Class is Now in Session

Presenting The Data School, an educational video series for people who work with data

Learn More

Cleanse Salesforce Address Data using Cloud Dataprep by Trifacta

October 1, 2020

Introduction

We’ve all been there. Imagine having an upcoming event where sponsors are to receive a personalized invitation in the mail for your event. Before any mail can be sent, the sponsors must first be available in Salesforce for event registration and post-event surveys. These sponsors don’t already exist in Salesforce so we must upload a list of new Accounts. This list does contain an address but is not in the correct format. These Accounts get loaded into Salesforce with all of the Address info mapped to the Billing Street field. How can the data be corrected to map to their separate City, State, and Zip values? Please follow along …

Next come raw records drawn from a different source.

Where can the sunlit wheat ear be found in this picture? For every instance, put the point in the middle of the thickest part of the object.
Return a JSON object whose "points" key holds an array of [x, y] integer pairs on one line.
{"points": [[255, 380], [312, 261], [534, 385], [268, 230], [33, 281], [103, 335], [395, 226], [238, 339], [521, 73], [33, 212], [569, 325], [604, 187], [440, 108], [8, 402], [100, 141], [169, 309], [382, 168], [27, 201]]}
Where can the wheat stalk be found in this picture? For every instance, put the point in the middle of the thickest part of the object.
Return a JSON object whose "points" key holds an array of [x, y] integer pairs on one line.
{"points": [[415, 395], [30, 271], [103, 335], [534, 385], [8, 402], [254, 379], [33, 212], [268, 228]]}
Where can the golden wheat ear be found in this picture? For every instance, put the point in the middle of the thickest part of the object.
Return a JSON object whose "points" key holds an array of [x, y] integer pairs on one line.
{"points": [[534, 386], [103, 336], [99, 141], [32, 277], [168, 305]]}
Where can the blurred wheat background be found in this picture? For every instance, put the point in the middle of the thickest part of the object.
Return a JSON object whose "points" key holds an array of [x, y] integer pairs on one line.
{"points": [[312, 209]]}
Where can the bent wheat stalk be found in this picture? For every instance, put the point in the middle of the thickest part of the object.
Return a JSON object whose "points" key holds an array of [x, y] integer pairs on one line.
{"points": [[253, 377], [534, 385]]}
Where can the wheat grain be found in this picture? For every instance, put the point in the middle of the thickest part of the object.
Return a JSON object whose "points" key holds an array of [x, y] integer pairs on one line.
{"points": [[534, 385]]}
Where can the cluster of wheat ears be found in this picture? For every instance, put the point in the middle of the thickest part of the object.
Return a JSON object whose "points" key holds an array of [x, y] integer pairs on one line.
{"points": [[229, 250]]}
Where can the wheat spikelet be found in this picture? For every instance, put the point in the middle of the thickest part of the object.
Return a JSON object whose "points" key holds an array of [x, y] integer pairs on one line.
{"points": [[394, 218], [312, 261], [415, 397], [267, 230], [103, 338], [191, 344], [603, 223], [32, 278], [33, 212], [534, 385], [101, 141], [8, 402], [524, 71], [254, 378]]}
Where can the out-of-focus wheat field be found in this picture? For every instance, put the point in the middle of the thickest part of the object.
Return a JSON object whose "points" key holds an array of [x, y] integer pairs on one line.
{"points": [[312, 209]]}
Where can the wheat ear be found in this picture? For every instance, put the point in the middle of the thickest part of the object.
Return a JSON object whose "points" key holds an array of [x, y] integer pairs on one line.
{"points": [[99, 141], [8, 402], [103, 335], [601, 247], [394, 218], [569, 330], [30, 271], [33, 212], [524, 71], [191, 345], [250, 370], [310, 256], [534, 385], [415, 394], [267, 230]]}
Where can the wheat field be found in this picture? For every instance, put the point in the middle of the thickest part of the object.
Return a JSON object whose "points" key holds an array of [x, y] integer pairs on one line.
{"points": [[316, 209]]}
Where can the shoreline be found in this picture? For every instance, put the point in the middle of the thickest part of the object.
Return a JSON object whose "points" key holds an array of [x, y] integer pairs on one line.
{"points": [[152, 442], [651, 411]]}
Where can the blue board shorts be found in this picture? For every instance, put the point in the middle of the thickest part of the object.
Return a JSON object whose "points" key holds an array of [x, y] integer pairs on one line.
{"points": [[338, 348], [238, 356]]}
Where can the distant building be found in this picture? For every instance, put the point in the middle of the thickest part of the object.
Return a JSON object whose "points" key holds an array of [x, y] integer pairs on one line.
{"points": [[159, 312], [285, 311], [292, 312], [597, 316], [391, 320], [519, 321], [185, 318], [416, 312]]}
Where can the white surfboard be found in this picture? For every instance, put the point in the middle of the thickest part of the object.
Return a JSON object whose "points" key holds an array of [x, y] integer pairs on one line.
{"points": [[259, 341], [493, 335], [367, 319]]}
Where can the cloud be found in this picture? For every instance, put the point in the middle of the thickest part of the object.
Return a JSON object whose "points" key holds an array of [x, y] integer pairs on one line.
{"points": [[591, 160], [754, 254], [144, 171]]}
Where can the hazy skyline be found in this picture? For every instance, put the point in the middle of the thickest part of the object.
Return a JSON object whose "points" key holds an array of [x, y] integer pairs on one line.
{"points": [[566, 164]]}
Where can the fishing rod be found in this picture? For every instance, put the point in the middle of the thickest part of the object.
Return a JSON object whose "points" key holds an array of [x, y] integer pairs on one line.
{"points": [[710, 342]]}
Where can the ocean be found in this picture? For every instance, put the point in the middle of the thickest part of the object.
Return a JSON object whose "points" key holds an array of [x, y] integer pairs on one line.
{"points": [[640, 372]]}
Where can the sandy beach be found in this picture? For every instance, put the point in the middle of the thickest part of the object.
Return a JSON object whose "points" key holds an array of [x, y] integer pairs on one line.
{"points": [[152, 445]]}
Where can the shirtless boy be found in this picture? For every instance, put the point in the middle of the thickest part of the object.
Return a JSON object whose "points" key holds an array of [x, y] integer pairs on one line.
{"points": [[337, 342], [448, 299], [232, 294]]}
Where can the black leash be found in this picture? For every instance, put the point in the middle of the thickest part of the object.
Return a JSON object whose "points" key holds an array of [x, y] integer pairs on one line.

In this lesson, our challenge will be to:

  • Import Accounts into Salesforce
  • Access Dataprep (Trifacta)
  • Setup the Salesforce Connector in Trifacta
  • Select Accounts to Import into Trifacta
  • Setup a Flow to manage Account Records
  • Within a Flow find Incorrect Address Information
  • Parse Address into Separate Columns
  • Run the Job and Download Corrected File
  • Reimport the Corrected Accounts back into Salesforce

Prerequisites

Step 1: Data Import of Accounts into Salesforce (Bad Data)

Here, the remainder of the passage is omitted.